There are no known methods of preventing varicose veins, but anyone at risk of developing varicose veins can take several sensible and conservative self-care steps to prevent them. These steps may slow the progression of symptoms, but do not treat the underlying cause of the disease.
Preventive measures include:
- Exercise – the more you move, the better the blood circulation in your legs. You may literally be able to walk or run away from vein disease. Check with your doctor before beginning a new exercise routine to determine the appropriate level for you.
- Keep your weight in check. Excess pounds mean excess pressure on your veins, so aim for a healthy weight. And watch what you eat, too. A low-salt, high-fiber diet can cut the swelling that results from water retention and constipation, plus it can help with weight loss.
- Go for comfort in your attire. Wear low heels instead of high heels. Not only are they vein friendly because they work calf muscles more, but they’re more comfortable overall. And nix tight clothes (like panty-leg girdles, uncomfortable footwear and tight hosiery) that cut off blood flow to your lower body.
- Pamper your legs whenever possible. Elevate your legs above heart level for short breaks several times daily to improve the blood circulation. Avoid long uninterrupted periods of standing or sitting, and forget about sitting with your legs crossed. Change your position often throughout the day to encourage blood flow, and make a point to move around at least every half-hour.

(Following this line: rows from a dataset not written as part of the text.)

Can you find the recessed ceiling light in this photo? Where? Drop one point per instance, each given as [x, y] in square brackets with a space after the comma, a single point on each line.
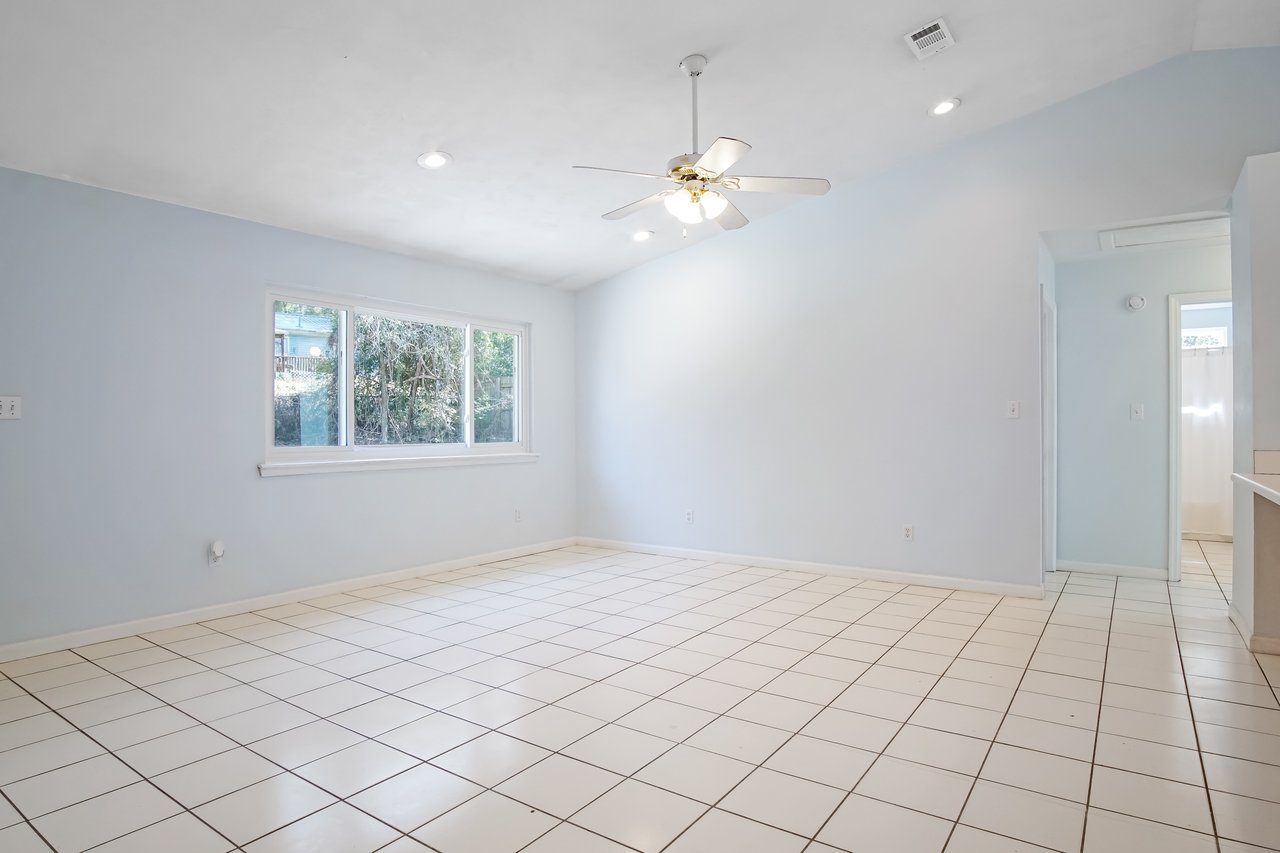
[942, 108]
[434, 160]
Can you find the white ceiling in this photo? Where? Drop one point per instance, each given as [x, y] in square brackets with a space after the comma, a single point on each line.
[309, 114]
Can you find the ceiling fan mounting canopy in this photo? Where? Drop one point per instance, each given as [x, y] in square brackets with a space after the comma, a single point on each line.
[700, 177]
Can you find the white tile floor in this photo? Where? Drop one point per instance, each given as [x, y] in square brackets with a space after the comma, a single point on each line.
[588, 701]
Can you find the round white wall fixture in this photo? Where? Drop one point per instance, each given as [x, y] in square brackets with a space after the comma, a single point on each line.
[434, 159]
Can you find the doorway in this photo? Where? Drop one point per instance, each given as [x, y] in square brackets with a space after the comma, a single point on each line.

- Wear compression stockings. Often considered the first step in treating and preventing the progression of varicose veins and spider veins, compression stockings are usually required by insurance providers before moving on to other treatments. When worn all day, compression stockings help veins and leg muscles to move blood more efficiently by applying steady pressure. Medical grade stockings come in various types and brands and in a range of strengths, styles and colors to suit men and women alike. Medical grade stockings are available at most pharmacies, medical supply stores and online but may require a prescription from a physician. A proper measurement ensures the right size and fit (think strong, not tight).
- Medications to treat the discomfort of varicose veins and spider veins include nonsteroidal anti-inflammatory drugs (NSAIDs) and preparations of vitamins C and E. Pentoxifylline, a medication that is prescribed to treat circulatory problems in legs and feet, is sold under the brand name Trendar. Horse chestnut extract is an alternative treatment that has been used in Europe for years to treat circulatory problems in legs.
After following these suggestions, you may still be concerned about how your varicose veins or spider veins look and how your legs feel. If your symptoms progress to include swelling, heaviness, burning or tenderness, it’s time to see your doctor for treatment options.